Melcher admits many LMEs will have a period of trial and error, trying to find the best mix of service providers, economic incentives and network size.
“This model is a model that has met the outcomes that it was set out to meet,” she said. “To manage more effectively, to have more predictable costs, especially Medicaid, to meet expectations about access and quality. So, with respect to that and the outcomes they’ve gotten, it has been successful.”
Melcher says mental health consumers should not see many changes, especially during the first year, when all of the people providing care will have their contracts extended. But during the second year, provider networks will become smaller, and some people will find their providers are out of the network. She said it’s a concept familiar to people who are privately insured.
“I think the balance you have to find is that people are required to have a choice of providers and they need to have an adequate choice.

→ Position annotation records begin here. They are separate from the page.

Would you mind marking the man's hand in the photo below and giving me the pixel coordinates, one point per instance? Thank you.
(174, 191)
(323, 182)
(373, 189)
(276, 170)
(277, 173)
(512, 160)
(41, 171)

But the flip side doesn’t mean unlimited kinds of choices of any kind of provider, anywhere that you want it to be,” Melcher said. “It’s a limited choice option. There will be balances in monitoring and review to make sure that those choices are adequate and of quality that people are happy with the choices they have. But it does not mean limitless choices.”
In the Courts
Advocates for people with mental health disabilities say mental health clients will be adversely affected and that clients served by Piedmont Behavioral Health already are suffering. Disability Rights North Carolina head Vicki Smith said her organization has filed two federal class-action lawsuits against PBH.
“The lawsuits are specific to PBH’s operations on the Medicaid waiver,” Smith said.
Smith said one suit alleges PBH’s way of allocating care denies people what they are entitled to under the Americans with Disabilities Act. The other suit alleges PBH denies mental health patients and their families due process to appeal when they are denied services. Both cases are making their way through the court system.
Smith said an HMO-like model can work for patients with physical health problems who get better and need fewer services as time goes on. But it can be a problem for mental health consumers, who often have chronic conditions that require a lot of care over a long time, if not a lifetime. Those patients can be expensive, Smith said, but providing that intensive care is cheaper than having them end up in a state psychiatric hospital.
“Our concern is that [PBH] has reduced support to consumers to the point that the individuals are destabilized,” Smith said. “The reduction of services has caused people to become unstable when they were doing fine before. Two or three of our clients have had to go to psychiatric hospitals as a result.
Advocates also say that creating smaller provider networks contradicts one of the primary goals of the reform effort started a decade ago, which was to give mental health clients choice in who provided them with care.